Видишь, все набережные стали старше,
Чайки и молва — громче, ноты и слова — дальше
От меня, но к тебе, милая, ближе.
Их тут приняли, и ты можешь гордиться
Тем, что квартирный вопрос, попортивши нервы молодым девицам,
Ко вкусу остался-таки равнодушен,
И некоторые из них еще поют в душе
Про факинг в шалаше и кушают пирожные буше,
Собираясь вечером наораться всласть.
Ну, скажи мне, зачем ты хотя бы не здесь родилась?
Понесло ж тебя, дитятко, в сырой чопорный город,
Вместо того, чтобы быть со мной,
Ну, или на крайний, худой
В Златоглавой Первопрестольной
Пить чаи и ходить каждый месяц
Наведывать моих непутевых этих,
Пишущих стихи, уходя в запой.
Ты какая-то беспокойная у меня.
Говорю же — совсем дитя.

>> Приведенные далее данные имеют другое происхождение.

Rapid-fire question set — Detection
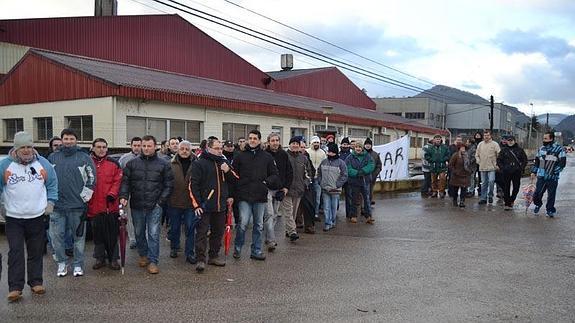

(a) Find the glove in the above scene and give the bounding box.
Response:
[44,202,54,215]
[80,186,94,203]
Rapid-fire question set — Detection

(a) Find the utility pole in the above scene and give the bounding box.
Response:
[489,95,495,133]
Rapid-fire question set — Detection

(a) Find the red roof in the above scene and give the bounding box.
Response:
[0,50,446,133]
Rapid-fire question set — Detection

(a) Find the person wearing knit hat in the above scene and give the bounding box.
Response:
[0,131,58,302]
[363,138,383,205]
[317,143,347,231]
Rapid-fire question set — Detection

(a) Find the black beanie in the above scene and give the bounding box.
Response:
[327,142,339,155]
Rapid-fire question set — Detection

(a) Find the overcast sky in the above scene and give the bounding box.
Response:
[0,0,575,114]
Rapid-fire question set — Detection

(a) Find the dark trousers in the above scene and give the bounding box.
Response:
[501,170,521,206]
[6,216,46,291]
[196,212,226,262]
[90,213,120,262]
[533,177,559,212]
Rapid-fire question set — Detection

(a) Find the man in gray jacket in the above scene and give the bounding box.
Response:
[48,129,96,277]
[317,143,347,231]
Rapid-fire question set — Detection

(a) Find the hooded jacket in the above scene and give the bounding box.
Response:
[0,149,58,219]
[120,153,174,210]
[48,146,96,210]
[88,154,122,218]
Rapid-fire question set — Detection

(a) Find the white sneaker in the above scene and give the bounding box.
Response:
[74,267,84,277]
[56,262,68,277]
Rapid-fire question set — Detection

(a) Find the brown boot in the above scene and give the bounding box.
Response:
[32,285,46,295]
[148,262,160,275]
[138,256,150,268]
[8,290,22,302]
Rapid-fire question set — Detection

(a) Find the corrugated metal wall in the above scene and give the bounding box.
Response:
[0,15,268,88]
[273,67,375,110]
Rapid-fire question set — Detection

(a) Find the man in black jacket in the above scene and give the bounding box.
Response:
[233,130,280,260]
[120,136,174,274]
[264,133,293,251]
[190,139,239,273]
[497,136,527,211]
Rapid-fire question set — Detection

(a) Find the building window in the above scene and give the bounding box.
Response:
[4,118,24,141]
[405,112,425,120]
[373,133,391,146]
[347,128,369,138]
[66,116,94,141]
[34,117,53,141]
[126,117,202,144]
[222,123,260,142]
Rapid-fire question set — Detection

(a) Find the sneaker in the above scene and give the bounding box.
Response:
[74,266,84,277]
[56,262,68,277]
[8,290,22,303]
[92,260,106,270]
[250,253,266,260]
[148,262,160,275]
[208,257,226,267]
[31,285,46,295]
[170,249,178,258]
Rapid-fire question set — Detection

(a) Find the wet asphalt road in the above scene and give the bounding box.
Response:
[0,156,575,322]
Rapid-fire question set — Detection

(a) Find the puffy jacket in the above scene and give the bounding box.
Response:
[48,146,96,210]
[497,144,527,173]
[189,152,239,212]
[88,154,122,218]
[317,156,347,194]
[168,155,196,209]
[424,144,451,174]
[345,150,375,186]
[287,150,314,197]
[266,147,293,190]
[233,146,281,203]
[120,153,174,210]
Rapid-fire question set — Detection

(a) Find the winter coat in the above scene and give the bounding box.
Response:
[120,153,174,210]
[88,154,123,218]
[424,144,450,174]
[168,155,196,209]
[233,146,281,203]
[189,152,239,212]
[48,146,96,210]
[317,156,348,194]
[497,144,527,174]
[287,150,314,197]
[449,151,471,187]
[345,150,375,186]
[531,142,567,180]
[368,149,383,181]
[0,153,58,219]
[266,148,293,190]
[475,140,501,172]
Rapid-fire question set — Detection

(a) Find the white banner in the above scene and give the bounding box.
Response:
[373,136,409,181]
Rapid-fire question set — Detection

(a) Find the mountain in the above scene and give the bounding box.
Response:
[537,113,569,128]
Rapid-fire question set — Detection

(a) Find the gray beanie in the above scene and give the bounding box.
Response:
[14,131,34,150]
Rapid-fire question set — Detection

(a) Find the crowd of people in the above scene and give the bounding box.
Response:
[421,130,566,218]
[0,129,566,301]
[0,129,388,302]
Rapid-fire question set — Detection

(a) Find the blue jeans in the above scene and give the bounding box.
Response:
[479,170,495,201]
[166,206,198,257]
[322,192,339,227]
[533,177,559,213]
[235,201,267,255]
[132,205,162,265]
[49,209,86,268]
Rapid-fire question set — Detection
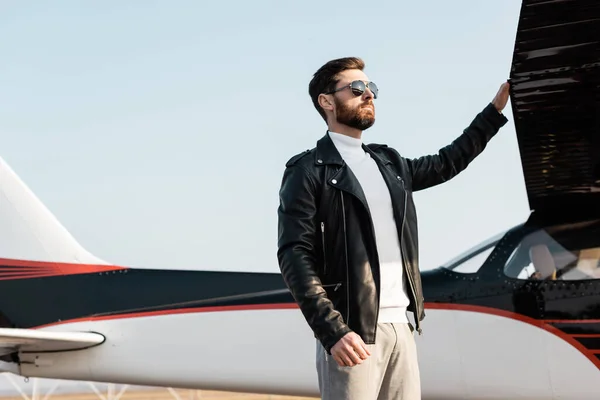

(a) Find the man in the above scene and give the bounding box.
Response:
[277,57,509,400]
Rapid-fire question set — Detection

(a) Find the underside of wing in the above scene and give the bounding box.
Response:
[511,0,600,216]
[0,328,105,355]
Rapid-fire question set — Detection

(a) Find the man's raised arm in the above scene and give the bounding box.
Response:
[406,82,509,191]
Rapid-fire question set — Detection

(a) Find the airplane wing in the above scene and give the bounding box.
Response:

Я шлифую тебя
Словно ты шлифуешь сейчас терцию
И оттачиваешь беглость пальцев,
Душишь шестиструнную, трешь запястья,
Любишь белое и посмеяться.
И боишься всего и вся.
Глаза мои лезли на лоб. Почему в женском роде? Что он хотел сказать этим? Это видения или отрывок воспоминаний? Если проклятие… то мне действительно жутковато.
Виктор тем временем подошел ко мне и подал листок:
— Простите, я была резка, — тихо сказал он.
На листке были те же треугольники. Ван Чех вырвал у меня стихотворение и пробежал его глазами, хмыкнул и выпятил губу. Он подумал и быстро свернул листок, сунул ко мне в карман.
— Виктор, ты готов?
— К чему? — спросил он.
— Сегодня будем пробовать гулять в лесу.
— Я всегда к этому готова, — ответил Виктор.
— Все мои формулы относятся и к тебе тоже, — бросил мне ван Чех.
— Сядьте удобнее. Расслабьтесь. Закройте глаза.
Глубокий покойный голос ван Чеха меня успокаивал, я быстро задремала.